This project seeks to develop baseline information for evaluating the potential ecological and economic benefits and challenges of integrating sheep into a vineyard system in Vermont. We have four explicit objectives to explore this integration across the entire integrated system including:
- To measure the soil and other ecological outcomes of sheep integration into vineyards, such as fuel savings and soil health
- To assess the animal outcomes of sheep integration into vineyards
- To understand if grape quality and vine health are affected by sheep integration
- To analyze the economic outcomes and consumer perceptions of sheep-vineyard integration
From an agricultural perspective, winegrowing has long been considered a monoculture system. Vines are planted in a grid, with frequent mowing of row middles and herbicide use/cultivation ensuring bare ground under the vines. However, more recently, there’s been a growing movement to diversify vineyards, increase biodiversity, and improve sustainability. Some of this is done through interplanting with other annual or perennial crops, establishing pollinator habitat, eliminating herbicide use by maintaining vegetation under vine, and/or allowing vegetation in row middles to grow tall. Today, a small but growing body of research is exploring the integration of animals into vineyard systems. Such efforts are part of a wider movement to re-integrate crop and animal systems, historically common, and more recently divided because of the efficiencies of modern agriculture. Research on reintegrating such systems has shown that crop and animal integration provides both environmental and economic benefits. Vermont’s small, yet progressive wine industry has been keen to adopt current best management practices for vineyards, but has not explored the utilization of livestock, which is especially common in vineyard systems in New Zealand. Based on personal conversations with several winegrowing colleagues, there is developing interest in the strategic use of sheep in vineyards. This project aims to examine the potential ecologic and economic benefits of making sheep a component of sustainable vineyard management.

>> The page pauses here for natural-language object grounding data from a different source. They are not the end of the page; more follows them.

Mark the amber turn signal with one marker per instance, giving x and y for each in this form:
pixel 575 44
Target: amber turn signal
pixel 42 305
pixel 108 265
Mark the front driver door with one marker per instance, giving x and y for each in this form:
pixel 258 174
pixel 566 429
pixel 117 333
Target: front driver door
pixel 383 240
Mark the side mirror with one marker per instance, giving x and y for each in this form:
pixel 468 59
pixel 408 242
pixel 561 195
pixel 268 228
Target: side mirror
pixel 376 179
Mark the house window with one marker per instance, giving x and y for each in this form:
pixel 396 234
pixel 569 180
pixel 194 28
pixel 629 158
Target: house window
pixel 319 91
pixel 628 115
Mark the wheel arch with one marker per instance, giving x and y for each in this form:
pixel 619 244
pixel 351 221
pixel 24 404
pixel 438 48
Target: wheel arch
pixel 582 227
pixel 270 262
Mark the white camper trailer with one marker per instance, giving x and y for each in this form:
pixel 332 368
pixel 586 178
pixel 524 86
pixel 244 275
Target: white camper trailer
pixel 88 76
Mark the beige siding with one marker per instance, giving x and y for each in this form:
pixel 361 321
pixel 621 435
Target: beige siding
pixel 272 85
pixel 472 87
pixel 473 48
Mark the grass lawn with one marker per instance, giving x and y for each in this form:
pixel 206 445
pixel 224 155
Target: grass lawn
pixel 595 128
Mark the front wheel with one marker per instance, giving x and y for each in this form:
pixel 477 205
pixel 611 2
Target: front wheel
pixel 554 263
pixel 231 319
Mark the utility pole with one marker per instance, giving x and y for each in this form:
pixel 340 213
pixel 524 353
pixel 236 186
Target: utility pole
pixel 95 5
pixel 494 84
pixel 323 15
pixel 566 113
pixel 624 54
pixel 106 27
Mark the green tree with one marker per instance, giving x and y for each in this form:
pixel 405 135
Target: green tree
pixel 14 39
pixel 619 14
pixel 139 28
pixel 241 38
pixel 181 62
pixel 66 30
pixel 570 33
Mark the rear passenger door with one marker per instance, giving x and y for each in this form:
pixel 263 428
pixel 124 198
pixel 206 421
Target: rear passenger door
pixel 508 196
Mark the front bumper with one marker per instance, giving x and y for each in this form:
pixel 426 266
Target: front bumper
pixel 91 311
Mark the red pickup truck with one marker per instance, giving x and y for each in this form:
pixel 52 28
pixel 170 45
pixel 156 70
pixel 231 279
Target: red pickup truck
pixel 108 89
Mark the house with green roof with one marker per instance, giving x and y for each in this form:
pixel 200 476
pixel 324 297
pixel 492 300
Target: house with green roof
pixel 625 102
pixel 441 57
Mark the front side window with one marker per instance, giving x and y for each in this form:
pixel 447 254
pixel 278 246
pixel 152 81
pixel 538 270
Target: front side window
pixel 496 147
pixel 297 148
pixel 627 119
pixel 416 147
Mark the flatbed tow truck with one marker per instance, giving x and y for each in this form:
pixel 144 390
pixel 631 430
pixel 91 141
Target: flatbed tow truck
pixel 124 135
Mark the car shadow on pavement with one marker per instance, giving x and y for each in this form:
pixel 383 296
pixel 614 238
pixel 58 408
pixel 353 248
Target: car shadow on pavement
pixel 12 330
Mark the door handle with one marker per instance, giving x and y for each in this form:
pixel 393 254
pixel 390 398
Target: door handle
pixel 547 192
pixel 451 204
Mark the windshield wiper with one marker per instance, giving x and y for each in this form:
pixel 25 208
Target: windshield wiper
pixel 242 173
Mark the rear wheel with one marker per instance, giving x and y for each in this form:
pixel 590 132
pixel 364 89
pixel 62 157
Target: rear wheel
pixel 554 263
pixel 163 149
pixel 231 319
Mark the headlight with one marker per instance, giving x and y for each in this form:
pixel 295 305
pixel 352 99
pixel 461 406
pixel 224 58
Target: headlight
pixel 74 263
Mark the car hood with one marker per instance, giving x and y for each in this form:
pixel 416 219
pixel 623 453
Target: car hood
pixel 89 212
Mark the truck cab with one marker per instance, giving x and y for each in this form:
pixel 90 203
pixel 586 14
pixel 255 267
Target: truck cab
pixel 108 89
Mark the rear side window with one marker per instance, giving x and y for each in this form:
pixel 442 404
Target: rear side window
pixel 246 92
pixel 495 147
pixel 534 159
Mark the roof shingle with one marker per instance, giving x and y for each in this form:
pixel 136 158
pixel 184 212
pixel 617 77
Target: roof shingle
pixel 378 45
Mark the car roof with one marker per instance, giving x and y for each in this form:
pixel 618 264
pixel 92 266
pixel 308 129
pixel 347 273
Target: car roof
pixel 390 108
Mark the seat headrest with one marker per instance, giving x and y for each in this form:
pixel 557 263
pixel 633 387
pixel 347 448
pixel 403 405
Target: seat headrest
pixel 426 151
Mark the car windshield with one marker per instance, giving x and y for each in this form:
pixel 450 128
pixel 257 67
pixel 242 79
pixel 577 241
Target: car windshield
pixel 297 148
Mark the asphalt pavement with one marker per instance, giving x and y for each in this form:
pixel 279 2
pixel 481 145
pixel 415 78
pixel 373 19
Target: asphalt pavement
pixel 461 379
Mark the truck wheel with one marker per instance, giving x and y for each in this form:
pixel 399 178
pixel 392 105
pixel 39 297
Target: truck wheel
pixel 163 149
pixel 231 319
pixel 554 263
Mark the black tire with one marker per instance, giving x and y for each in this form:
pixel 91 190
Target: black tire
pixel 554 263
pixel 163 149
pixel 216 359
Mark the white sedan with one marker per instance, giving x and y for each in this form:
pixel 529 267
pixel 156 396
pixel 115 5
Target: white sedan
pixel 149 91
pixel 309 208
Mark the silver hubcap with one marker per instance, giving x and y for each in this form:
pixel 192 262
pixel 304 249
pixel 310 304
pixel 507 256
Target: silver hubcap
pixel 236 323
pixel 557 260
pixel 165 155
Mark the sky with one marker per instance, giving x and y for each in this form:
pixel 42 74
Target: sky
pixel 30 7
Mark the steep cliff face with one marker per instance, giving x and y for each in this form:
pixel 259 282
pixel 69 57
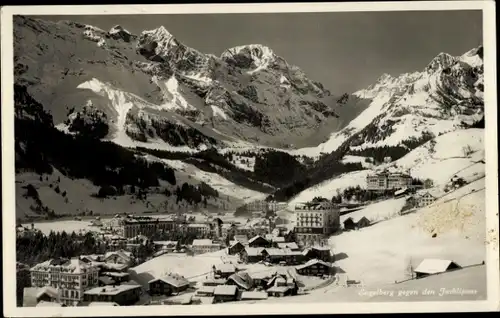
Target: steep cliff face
pixel 151 83
pixel 412 108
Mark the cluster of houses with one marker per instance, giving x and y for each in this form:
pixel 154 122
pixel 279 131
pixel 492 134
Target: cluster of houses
pixel 272 250
pixel 83 280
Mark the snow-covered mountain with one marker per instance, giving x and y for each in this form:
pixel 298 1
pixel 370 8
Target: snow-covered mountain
pixel 154 89
pixel 414 107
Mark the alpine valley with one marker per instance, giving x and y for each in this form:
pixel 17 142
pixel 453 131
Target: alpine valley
pixel 109 121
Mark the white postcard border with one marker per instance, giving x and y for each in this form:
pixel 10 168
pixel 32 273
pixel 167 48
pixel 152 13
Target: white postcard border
pixel 8 192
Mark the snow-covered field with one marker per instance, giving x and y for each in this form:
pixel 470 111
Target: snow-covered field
pixel 194 268
pixel 329 188
pixel 438 163
pixel 447 158
pixel 469 279
pixel 378 211
pixel 358 159
pixel 59 226
pixel 381 253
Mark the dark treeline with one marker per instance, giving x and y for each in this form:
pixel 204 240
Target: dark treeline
pixel 36 247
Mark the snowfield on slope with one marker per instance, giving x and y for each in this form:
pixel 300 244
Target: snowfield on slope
pixel 376 212
pixel 381 253
pixel 329 188
pixel 456 153
pixel 194 268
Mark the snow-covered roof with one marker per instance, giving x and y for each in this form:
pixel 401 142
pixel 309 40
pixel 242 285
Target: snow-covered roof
pixel 253 295
pixel 202 242
pixel 241 238
pixel 225 290
pixel 225 268
pixel 74 265
pixel 276 289
pixel 291 245
pixel 103 303
pixel 206 289
pixel 166 243
pixel 111 290
pixel 48 304
pixel 49 290
pixel 198 225
pixel 253 239
pixel 172 279
pixel 313 262
pixel 433 266
pixel 400 191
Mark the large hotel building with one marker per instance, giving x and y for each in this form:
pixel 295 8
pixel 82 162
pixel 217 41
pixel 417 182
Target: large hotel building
pixel 70 277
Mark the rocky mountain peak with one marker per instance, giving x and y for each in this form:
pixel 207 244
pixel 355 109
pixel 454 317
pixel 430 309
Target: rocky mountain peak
pixel 441 61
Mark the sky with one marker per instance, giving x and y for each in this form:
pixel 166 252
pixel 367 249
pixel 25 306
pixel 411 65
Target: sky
pixel 345 51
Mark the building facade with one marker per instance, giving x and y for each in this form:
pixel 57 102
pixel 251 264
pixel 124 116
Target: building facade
pixel 315 221
pixel 426 199
pixel 71 277
pixel 388 181
pixel 133 226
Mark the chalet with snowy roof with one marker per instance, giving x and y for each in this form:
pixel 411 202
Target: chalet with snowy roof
pixel 258 241
pixel 401 192
pixel 205 291
pixel 166 245
pixel 215 282
pixel 349 224
pixel 288 245
pixel 363 222
pixel 434 266
pixel 204 246
pixel 103 304
pixel 168 285
pixel 318 252
pixel 388 181
pixel 235 248
pixel 425 199
pixel 315 267
pixel 123 295
pixel 71 277
pixel 243 239
pixel 253 295
pixel 259 278
pixel 224 270
pixel 117 277
pixel 119 257
pixel 225 293
pixel 282 285
pixel 241 279
pixel 277 255
pixel 33 295
pixel 251 254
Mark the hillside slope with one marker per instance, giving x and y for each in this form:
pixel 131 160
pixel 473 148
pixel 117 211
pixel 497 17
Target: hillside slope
pixel 459 153
pixel 151 88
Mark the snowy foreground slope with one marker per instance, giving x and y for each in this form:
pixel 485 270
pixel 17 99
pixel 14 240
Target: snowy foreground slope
pixel 381 253
pixel 456 153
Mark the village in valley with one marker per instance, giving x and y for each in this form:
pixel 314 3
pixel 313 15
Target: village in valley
pixel 152 173
pixel 184 259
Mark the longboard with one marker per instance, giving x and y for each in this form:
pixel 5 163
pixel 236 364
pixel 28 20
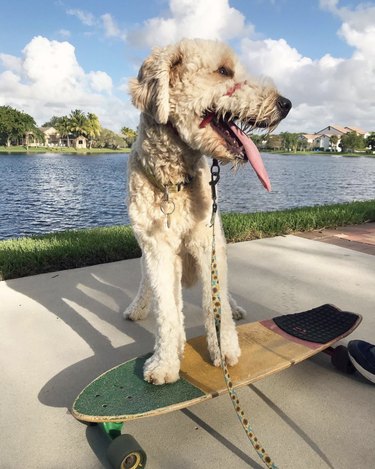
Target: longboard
pixel 267 347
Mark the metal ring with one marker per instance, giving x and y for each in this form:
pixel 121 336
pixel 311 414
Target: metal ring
pixel 165 205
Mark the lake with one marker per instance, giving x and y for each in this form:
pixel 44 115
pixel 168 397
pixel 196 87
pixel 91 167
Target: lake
pixel 43 193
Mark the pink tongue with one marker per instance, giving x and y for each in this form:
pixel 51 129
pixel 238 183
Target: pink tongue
pixel 253 156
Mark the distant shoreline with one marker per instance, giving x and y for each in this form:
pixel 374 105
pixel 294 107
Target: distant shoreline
pixel 93 151
pixel 60 150
pixel 21 257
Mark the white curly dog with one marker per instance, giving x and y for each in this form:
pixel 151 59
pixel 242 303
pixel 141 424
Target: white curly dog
pixel 195 99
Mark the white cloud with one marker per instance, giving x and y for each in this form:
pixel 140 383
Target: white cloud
pixel 110 27
pixel 87 18
pixel 10 62
pixel 328 90
pixel 64 33
pixel 48 80
pixel 209 19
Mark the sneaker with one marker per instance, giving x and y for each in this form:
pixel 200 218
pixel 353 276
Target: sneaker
pixel 362 355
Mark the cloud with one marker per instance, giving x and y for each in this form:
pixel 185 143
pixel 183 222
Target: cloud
pixel 48 80
pixel 86 18
pixel 64 33
pixel 328 90
pixel 110 27
pixel 10 62
pixel 209 19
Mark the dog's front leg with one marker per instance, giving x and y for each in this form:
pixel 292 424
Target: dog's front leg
pixel 141 305
pixel 164 269
pixel 203 254
pixel 228 336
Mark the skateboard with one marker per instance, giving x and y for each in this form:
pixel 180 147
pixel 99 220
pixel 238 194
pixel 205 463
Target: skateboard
pixel 268 347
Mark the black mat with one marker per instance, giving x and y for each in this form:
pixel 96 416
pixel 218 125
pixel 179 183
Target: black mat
pixel 321 324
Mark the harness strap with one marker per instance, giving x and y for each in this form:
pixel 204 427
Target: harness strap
pixel 216 311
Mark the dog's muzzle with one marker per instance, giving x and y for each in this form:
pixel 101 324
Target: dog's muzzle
pixel 284 105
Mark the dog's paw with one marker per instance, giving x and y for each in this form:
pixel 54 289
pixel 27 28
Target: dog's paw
pixel 238 312
pixel 230 350
pixel 158 372
pixel 136 312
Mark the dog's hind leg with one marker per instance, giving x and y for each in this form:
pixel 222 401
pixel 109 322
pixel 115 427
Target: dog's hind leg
pixel 164 270
pixel 141 305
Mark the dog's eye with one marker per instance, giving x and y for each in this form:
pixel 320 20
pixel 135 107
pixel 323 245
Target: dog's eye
pixel 225 71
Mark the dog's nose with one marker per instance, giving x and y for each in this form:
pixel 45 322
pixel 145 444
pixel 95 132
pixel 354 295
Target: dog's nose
pixel 284 105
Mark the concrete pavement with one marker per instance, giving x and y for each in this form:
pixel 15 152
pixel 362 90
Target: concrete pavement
pixel 58 331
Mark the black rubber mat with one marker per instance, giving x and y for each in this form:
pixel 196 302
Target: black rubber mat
pixel 321 324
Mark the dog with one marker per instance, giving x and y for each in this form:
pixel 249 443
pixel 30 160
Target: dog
pixel 195 99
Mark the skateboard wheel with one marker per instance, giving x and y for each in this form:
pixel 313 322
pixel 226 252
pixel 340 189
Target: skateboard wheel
pixel 124 452
pixel 340 360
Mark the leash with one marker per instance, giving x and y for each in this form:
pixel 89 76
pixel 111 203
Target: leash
pixel 216 309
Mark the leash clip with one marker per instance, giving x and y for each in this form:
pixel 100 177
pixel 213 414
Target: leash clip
pixel 215 178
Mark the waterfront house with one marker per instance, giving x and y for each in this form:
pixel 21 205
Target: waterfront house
pixel 322 140
pixel 79 142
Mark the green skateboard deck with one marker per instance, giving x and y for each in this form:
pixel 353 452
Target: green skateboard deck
pixel 267 347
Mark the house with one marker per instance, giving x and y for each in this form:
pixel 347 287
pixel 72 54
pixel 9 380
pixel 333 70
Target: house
pixel 51 136
pixel 79 142
pixel 322 140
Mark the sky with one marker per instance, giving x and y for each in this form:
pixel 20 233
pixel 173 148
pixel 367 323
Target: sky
pixel 60 55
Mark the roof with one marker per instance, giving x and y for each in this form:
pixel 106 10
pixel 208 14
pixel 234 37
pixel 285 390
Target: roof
pixel 356 129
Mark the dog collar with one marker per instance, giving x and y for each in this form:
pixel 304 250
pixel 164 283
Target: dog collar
pixel 165 188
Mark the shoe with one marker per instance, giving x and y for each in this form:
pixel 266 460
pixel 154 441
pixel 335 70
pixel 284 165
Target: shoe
pixel 362 355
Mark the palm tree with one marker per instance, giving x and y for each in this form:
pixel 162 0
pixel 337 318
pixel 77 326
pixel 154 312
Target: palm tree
pixel 129 135
pixel 63 126
pixel 93 127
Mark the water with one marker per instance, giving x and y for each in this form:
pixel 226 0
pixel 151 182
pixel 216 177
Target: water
pixel 43 193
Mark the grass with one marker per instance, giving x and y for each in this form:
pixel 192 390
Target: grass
pixel 78 151
pixel 78 248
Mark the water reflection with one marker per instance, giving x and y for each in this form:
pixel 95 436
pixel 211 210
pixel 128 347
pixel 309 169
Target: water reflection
pixel 46 193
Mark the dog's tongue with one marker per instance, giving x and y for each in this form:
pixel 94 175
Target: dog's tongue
pixel 253 156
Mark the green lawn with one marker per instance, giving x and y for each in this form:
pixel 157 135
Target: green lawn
pixel 79 151
pixel 70 249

The potential for synergies through seasonal sheep integration into Vermont vineyard systems could prove significant. Historically, it is common in vineyards to frequently mow row middles and apply herbicide or cultivate under the vines. Because of farming conditions specific to the northeast, Cornell University has shown that these practices can have a detrimental effect on both the environment (increased nutrient leaching/greater soil bulk density) and the vines (increased vigor) (Vanden Heuvel 2017). Their recommendation has been to allow native vegetation or cover crops to establish under the vines. However, in-row vegetation and that between rows still requires management. Current methods for doing so are costly, requiring specialized equipment, frequent passes, and high labor inputs, not to mention the negative environmental impacts of fuel consumption and soil compaction. As a result, some growers either choose to stick with herbicides/cultivation or do nothing, which has implications like increased frost risk and damage from mice. Sheep could play a valuable role by offering a sustainable solution to vineyard floor management while at the same time increasing biodiversity in the system. Farmers working with herbicides/cultivation may move to more vegetative cover along with those who already have and both groups may find labor and fuel savings, improved soil health, decreased compaction, increased soil fertility, and increased microbial diversity, not to mention the emotional lift a flock of cute sheep can bring to employees and consumers. In addition, sheep are historically significant to Vermont, with an estimate that by 1836 there were a million sheep in the state (Bazilchuk and Strimbeck 1999). This project has implications that go outside that of Vermont vineyards, with relevance in other vineyards and perennial cropping systems locally, regionally, and beyond.
From a historical perspective, the intimate relationship between livestock and cropping systems is not new. Before the introduction of large-scale agriculture, smaller, diversified farms dominated the landscape where crops and animals were integrated synergistically globally (FAO 2010). Over time, agriculture became more specialized, transitioning crop and livestock production into separate entities, in some cases separated by large distances (Peyraud et al. 2014). Through this decoupling of crop and livestock systems, there have been significant potential productivity gains, but with significant adverse environmental and social externalities (Naylor et al. 2005).
Recent efforts to re-integrate crop and livestock systems have shown great promise to reducing these potential externalities in our global food system (Martin et al. 2016; Wilkins 2008). Existing research on re-integrating crop and livestock systems has found that such reintegration can provide economic benefits to farmers via reduced input costs and farm labor and reduce some environmental impacts including fuel consumption and soil compaction.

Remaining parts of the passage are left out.